You are viewing a plain text version of this content. The canonical link for it is here.
Posted to common-user@hadoop.apache.org by Ken Krugler <kk...@transpac.com> on 2010/04/16 19:00:17 UTC
Issue with getTaskTrackers
Hi all,
I'm running 0.19.2 in EC2, and running into an occasional problem with
ClusterStatus.getTaskTrackers().
The call to getTaskTrackers() is being made in the job jar's main
function, before the job starts running I need to control some aspects
of my job, for example setting the number of reduce tasks to be
exactly equal to the number of servers, which should be equal to the
number of task trackers.
Every so often (currently < 5%) the call to getTaskTrackers() will
return a value less than expected - e.g. 2 instead of 6. This happens
even when ClusterStatus.getJobTrackerState() returns State.RUNNING.
I'm assuming the problem is that some of the task trackers are taking
extra time to spin up. I saw HADOOP-5337 (https://issues.apache.org/jira/browse/HADOOP-5337
), which seems related, though that's for restarts vs. initial startup.

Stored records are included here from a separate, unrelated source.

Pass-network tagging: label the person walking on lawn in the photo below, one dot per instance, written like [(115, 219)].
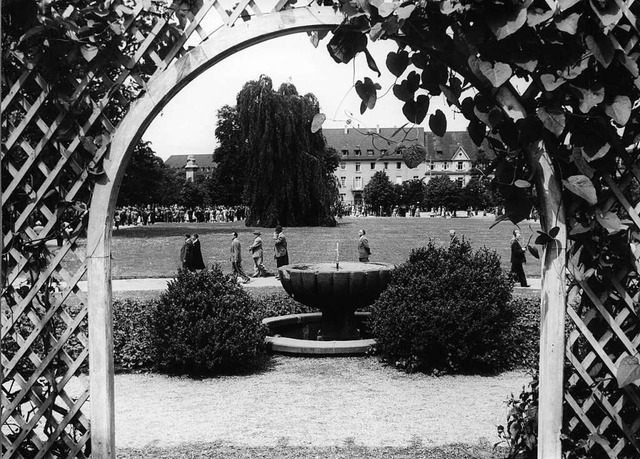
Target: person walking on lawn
[(281, 249), (518, 259), (198, 262), (186, 253), (363, 246), (257, 254), (236, 258)]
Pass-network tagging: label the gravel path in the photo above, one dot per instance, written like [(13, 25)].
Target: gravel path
[(313, 402)]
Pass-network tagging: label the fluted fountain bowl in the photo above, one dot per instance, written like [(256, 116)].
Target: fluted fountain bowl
[(337, 292)]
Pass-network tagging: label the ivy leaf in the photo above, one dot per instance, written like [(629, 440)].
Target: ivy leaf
[(569, 24), (89, 52), (522, 183), (609, 221), (553, 121), (438, 123), (405, 11), (407, 88), (628, 371), (581, 186), (619, 110), (416, 111), (591, 97), (397, 62), (367, 91), (477, 131), (551, 82), (497, 74), (317, 122), (602, 49), (506, 23)]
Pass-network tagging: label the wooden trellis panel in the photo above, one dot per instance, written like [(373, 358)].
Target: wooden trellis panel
[(55, 136), (606, 328)]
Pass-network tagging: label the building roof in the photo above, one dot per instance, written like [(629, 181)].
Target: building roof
[(179, 161), (379, 140), (445, 148)]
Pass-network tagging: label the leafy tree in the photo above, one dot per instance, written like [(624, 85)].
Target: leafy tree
[(231, 157), (441, 191), (146, 178), (410, 192), (380, 193), (289, 179)]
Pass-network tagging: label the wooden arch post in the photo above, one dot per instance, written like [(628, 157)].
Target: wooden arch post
[(160, 90)]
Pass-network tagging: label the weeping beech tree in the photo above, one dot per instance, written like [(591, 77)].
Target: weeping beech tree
[(289, 178)]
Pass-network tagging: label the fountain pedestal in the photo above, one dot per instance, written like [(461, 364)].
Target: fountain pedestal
[(338, 293)]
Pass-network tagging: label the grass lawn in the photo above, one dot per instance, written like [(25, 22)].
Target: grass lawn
[(153, 251)]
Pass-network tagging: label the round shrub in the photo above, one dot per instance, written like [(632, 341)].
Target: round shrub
[(206, 324), (132, 336), (447, 309)]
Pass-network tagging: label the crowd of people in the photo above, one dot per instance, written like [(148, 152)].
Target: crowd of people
[(148, 215)]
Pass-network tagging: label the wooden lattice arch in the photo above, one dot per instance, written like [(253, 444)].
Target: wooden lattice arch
[(65, 144)]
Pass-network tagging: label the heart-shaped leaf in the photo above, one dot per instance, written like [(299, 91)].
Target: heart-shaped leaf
[(602, 49), (619, 110), (628, 371), (477, 131), (416, 111), (367, 91), (497, 74), (408, 87), (581, 186), (609, 221), (397, 62), (551, 82), (438, 123), (590, 97), (554, 121), (316, 123), (569, 24), (508, 22)]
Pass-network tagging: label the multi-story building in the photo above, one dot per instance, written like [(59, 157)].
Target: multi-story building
[(364, 151)]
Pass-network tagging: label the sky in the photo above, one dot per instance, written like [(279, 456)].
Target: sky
[(187, 124)]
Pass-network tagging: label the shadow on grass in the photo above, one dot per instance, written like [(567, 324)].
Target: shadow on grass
[(282, 451)]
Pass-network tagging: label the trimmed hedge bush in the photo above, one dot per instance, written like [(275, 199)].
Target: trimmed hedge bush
[(133, 346), (447, 309), (206, 324)]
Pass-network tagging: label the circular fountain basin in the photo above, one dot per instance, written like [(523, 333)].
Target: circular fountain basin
[(337, 291), (294, 334)]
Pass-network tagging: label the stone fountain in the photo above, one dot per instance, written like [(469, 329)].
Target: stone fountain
[(337, 290)]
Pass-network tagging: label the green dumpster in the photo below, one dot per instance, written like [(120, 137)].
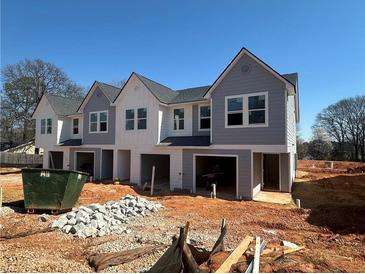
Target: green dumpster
[(53, 189)]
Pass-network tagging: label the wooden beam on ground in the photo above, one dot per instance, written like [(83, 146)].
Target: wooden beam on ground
[(256, 259), (235, 255)]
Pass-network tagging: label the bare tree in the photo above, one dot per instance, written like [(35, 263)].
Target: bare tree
[(344, 122), (24, 83)]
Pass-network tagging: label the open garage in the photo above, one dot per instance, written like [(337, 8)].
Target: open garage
[(162, 169), (219, 170), (85, 162)]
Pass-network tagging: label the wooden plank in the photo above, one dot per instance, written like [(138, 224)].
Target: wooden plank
[(250, 266), (256, 260), (153, 179), (235, 255)]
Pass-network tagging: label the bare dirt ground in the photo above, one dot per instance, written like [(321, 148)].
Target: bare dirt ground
[(330, 224)]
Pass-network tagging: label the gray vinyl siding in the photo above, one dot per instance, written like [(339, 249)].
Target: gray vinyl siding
[(244, 168), (99, 102), (257, 169), (284, 170), (196, 131), (97, 156), (236, 83)]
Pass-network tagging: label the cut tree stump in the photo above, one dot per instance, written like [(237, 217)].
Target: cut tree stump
[(235, 255)]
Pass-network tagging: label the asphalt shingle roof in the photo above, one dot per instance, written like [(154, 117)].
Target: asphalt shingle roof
[(161, 92), (291, 77), (63, 105), (169, 96), (110, 91), (190, 94)]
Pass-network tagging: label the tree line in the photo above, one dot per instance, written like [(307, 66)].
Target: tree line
[(23, 85), (338, 132)]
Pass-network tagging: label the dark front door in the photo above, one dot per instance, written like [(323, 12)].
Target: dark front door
[(271, 172)]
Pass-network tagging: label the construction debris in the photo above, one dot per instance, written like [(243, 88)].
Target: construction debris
[(25, 234), (288, 244), (99, 220), (182, 257), (104, 260)]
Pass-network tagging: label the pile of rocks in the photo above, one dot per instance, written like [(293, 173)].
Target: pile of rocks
[(109, 218)]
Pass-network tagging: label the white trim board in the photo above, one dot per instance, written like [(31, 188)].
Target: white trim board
[(84, 151), (245, 110), (262, 166), (98, 121), (199, 118), (215, 155), (235, 60)]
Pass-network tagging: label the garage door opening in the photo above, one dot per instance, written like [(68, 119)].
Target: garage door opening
[(107, 164), (162, 170), (124, 165), (219, 170), (271, 172), (85, 162), (56, 160)]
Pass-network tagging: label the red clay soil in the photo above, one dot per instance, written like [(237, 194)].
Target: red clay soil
[(333, 243)]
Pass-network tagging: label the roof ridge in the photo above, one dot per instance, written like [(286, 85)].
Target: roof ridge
[(63, 97), (154, 81), (107, 84), (182, 90)]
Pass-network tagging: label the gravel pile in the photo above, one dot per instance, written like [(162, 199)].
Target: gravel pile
[(110, 218)]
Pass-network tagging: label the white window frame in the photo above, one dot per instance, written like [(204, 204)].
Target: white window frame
[(137, 118), (245, 113), (178, 124), (134, 119), (49, 126), (44, 127), (78, 126), (226, 98), (98, 121), (199, 118)]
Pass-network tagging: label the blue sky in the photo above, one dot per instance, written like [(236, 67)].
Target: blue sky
[(188, 43)]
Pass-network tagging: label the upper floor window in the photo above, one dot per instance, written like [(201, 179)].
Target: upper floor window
[(98, 121), (247, 110), (75, 126), (234, 111), (204, 118), (43, 126), (179, 119), (46, 126), (129, 119), (142, 118), (256, 109)]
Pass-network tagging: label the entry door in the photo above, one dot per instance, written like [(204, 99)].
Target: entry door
[(271, 172)]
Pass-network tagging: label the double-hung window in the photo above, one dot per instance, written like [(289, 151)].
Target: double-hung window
[(75, 126), (43, 126), (98, 121), (204, 118), (129, 119), (247, 110), (46, 126), (179, 119), (257, 109), (234, 111), (142, 118), (49, 126)]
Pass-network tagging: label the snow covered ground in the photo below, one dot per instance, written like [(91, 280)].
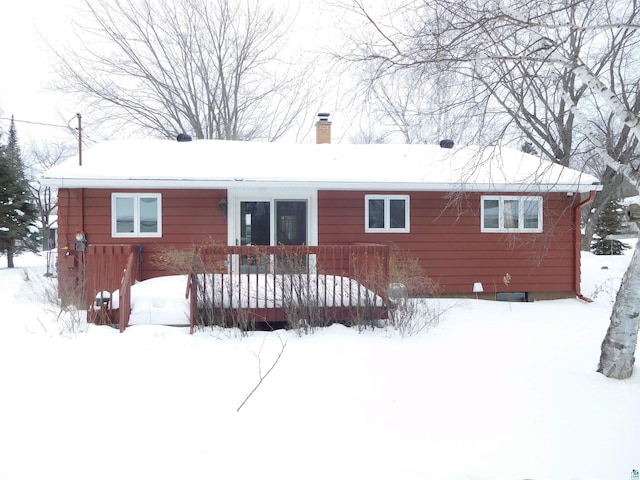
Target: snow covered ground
[(495, 391)]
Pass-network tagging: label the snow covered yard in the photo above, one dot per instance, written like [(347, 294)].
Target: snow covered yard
[(495, 391)]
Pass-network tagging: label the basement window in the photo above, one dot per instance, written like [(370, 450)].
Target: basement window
[(386, 213), (512, 296), (136, 215), (511, 213)]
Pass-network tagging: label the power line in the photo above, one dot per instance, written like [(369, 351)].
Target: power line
[(35, 123)]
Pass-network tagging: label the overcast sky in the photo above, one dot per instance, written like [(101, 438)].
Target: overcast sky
[(27, 64)]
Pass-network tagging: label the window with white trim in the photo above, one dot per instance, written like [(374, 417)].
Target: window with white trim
[(511, 213), (386, 213), (136, 215)]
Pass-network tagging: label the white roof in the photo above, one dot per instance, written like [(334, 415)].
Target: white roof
[(228, 164)]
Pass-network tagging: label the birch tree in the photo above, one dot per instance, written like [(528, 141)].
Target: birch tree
[(214, 69), (511, 80), (565, 75)]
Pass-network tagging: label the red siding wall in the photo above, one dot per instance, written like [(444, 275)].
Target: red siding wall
[(189, 217), (445, 236)]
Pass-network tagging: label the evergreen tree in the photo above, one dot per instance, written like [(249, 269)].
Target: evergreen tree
[(18, 213), (528, 147), (609, 223)]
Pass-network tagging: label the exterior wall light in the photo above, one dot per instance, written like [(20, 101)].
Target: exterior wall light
[(81, 241), (223, 203)]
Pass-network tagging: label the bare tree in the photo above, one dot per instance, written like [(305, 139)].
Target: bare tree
[(565, 75), (508, 75), (40, 159), (209, 68)]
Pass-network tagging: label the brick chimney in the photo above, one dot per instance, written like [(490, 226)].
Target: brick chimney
[(323, 128)]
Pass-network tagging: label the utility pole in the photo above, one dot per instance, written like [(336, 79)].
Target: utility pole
[(79, 139)]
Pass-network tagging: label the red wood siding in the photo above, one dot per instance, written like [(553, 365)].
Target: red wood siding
[(445, 236), (189, 217)]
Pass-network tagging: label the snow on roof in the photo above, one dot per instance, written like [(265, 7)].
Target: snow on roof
[(228, 164)]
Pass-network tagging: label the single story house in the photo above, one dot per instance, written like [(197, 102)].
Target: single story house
[(489, 221)]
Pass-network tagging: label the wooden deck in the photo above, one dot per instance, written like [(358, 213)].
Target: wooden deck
[(248, 285)]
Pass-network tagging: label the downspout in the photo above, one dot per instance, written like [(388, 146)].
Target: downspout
[(576, 245)]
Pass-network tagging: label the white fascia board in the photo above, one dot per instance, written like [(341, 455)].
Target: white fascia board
[(190, 183)]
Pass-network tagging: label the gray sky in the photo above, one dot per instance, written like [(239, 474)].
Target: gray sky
[(26, 68), (28, 72)]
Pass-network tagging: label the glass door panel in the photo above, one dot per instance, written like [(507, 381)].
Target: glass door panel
[(291, 229), (255, 229)]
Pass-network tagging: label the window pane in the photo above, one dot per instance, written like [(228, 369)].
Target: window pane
[(376, 213), (148, 214), (491, 214), (510, 213), (397, 212), (124, 215), (530, 209)]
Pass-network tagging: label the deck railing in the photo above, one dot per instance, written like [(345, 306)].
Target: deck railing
[(244, 285), (104, 270), (124, 301)]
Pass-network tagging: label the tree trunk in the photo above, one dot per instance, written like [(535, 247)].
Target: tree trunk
[(10, 250), (619, 344)]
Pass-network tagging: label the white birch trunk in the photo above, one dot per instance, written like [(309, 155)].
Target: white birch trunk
[(617, 353)]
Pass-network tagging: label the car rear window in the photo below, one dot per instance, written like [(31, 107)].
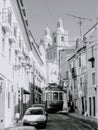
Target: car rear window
[(34, 112)]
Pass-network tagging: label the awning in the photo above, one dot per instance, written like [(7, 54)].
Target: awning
[(25, 92)]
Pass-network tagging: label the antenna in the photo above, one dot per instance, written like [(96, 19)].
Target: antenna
[(80, 21)]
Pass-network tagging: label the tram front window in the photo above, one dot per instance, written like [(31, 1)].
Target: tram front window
[(55, 96)]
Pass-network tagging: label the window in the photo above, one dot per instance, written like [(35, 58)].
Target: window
[(93, 78), (3, 40), (54, 39), (93, 63), (90, 106), (3, 44), (79, 62), (15, 30), (75, 83), (8, 96), (62, 38), (81, 82), (60, 96), (55, 96), (94, 106), (9, 50)]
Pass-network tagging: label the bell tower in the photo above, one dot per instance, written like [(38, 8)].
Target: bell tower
[(61, 34), (47, 38)]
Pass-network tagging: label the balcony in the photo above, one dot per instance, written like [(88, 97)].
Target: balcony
[(6, 19)]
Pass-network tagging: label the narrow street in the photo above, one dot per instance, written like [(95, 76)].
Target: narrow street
[(64, 121)]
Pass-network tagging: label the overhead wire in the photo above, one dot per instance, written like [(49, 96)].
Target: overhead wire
[(48, 9)]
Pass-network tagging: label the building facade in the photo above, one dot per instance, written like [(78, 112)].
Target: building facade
[(92, 71), (78, 79), (53, 45), (21, 64)]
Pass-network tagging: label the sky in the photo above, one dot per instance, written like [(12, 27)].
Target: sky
[(41, 13)]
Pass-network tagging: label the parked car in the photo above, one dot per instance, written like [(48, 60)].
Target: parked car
[(35, 116), (43, 106), (21, 128)]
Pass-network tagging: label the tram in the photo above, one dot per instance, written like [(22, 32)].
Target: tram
[(53, 98)]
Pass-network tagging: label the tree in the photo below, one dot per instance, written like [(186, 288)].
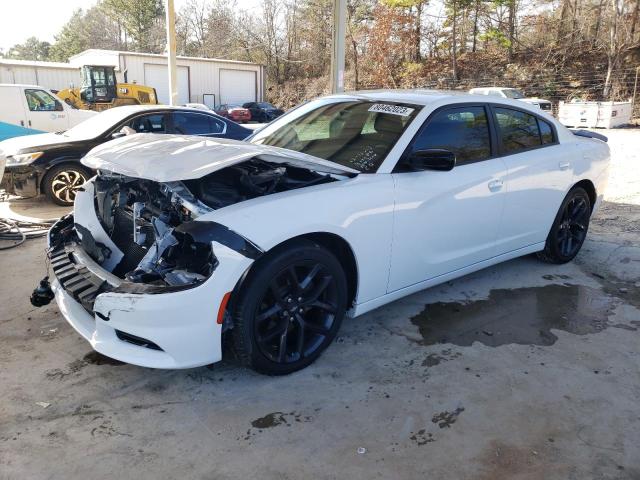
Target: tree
[(142, 20)]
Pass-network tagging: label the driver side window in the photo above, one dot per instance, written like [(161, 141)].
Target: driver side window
[(154, 123), (463, 131)]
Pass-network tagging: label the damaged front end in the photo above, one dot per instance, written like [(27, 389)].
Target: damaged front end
[(141, 271), (146, 236)]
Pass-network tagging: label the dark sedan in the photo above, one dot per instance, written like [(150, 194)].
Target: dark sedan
[(262, 112), (50, 163)]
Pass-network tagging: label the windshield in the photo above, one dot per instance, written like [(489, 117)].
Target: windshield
[(354, 133), (513, 93), (98, 124)]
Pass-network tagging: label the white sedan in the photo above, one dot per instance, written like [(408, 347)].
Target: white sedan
[(342, 205)]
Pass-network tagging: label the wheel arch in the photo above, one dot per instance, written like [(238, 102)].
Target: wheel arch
[(57, 162), (335, 244), (588, 187)]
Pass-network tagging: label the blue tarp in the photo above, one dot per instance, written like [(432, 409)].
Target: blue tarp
[(8, 130)]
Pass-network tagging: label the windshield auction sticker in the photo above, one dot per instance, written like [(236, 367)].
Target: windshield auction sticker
[(392, 109)]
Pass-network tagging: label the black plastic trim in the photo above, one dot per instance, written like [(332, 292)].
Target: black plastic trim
[(207, 232), (586, 133)]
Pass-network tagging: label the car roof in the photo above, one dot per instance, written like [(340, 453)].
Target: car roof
[(415, 96)]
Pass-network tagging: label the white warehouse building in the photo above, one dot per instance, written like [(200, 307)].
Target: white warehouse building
[(202, 80), (51, 75)]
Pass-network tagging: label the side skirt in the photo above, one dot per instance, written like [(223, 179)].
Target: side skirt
[(403, 292)]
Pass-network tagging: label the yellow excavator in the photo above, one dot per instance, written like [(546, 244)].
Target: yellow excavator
[(99, 91)]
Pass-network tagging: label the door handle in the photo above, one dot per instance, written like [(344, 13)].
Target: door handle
[(495, 185)]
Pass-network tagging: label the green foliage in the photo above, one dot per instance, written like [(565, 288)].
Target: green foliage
[(31, 49), (71, 40), (495, 35), (138, 17)]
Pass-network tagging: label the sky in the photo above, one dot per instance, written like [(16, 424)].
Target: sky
[(21, 19)]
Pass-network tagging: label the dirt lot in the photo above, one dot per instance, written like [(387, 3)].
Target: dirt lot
[(521, 371)]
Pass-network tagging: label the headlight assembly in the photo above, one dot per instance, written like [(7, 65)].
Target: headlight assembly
[(23, 158)]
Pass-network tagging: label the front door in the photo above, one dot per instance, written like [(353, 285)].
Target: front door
[(445, 221), (539, 175)]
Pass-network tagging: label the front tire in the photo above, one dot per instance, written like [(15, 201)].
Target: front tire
[(569, 228), (289, 309), (61, 182)]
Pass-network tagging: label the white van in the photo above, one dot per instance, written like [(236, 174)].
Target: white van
[(26, 109)]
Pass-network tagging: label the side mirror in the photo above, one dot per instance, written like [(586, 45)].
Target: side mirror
[(431, 159), (123, 132)]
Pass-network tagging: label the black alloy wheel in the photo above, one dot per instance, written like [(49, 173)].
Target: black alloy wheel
[(296, 312), (569, 229), (573, 227), (289, 309), (62, 182)]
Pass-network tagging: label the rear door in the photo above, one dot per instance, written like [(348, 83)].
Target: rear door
[(539, 172), (44, 111), (445, 221)]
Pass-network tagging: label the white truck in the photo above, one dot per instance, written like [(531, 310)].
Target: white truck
[(28, 109), (513, 93)]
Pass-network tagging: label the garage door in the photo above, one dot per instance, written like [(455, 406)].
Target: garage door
[(157, 76), (237, 86)]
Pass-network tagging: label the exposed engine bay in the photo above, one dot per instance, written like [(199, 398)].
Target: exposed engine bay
[(152, 224)]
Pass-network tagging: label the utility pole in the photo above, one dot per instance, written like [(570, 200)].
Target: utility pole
[(171, 53), (338, 43)]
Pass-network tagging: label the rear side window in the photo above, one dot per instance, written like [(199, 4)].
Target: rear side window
[(519, 130), (463, 131), (192, 124), (546, 132)]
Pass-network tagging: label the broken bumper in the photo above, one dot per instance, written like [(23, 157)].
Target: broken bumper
[(177, 329)]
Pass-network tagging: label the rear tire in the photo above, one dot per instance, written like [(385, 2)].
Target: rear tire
[(569, 228), (61, 182), (289, 308)]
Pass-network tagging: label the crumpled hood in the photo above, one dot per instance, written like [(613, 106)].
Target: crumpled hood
[(14, 145), (167, 158)]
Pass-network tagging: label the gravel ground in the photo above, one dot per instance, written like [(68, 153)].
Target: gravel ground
[(520, 371)]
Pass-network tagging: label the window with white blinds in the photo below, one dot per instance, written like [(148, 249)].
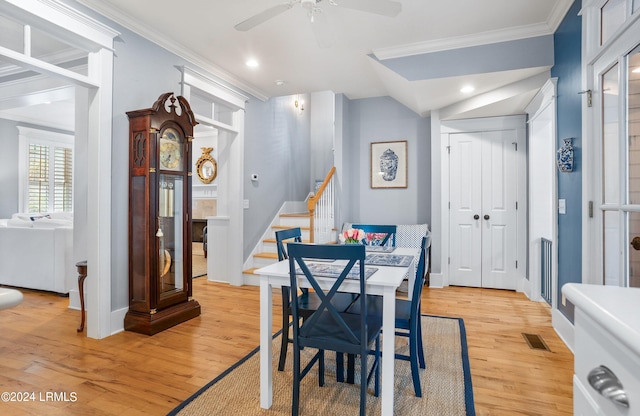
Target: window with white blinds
[(48, 171), (50, 178)]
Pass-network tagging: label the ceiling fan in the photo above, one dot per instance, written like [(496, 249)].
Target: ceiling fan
[(381, 7)]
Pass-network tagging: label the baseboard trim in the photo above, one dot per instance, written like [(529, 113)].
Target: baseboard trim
[(564, 328)]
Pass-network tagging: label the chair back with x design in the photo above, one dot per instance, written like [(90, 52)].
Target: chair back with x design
[(329, 328)]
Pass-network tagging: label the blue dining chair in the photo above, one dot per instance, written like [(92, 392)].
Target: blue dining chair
[(408, 318), (329, 328), (308, 301), (389, 232)]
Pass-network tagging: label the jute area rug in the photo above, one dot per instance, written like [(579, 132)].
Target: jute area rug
[(446, 382)]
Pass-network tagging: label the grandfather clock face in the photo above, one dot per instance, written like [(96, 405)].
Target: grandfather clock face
[(171, 150)]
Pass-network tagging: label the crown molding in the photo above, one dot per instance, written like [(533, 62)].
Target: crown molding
[(520, 32), (178, 49)]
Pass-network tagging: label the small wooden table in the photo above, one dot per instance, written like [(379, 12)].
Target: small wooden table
[(82, 274)]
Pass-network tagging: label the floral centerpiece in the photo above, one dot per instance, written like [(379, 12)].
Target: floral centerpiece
[(375, 239), (352, 236)]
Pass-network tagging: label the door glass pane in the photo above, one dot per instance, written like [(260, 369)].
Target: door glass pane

Given that the JobTracker waits for slaves to self-report, there
doesn't seem to be a totally reliable, automatic solution to this
issue, but I thought I'd ask to see if there's something I'm missing.
Thanks,
-- Ken
--------------------------------------------
Ken Krugler
+1 530-210-6378
http://bixolabs.com
e l a s t i c w e b m i n i n g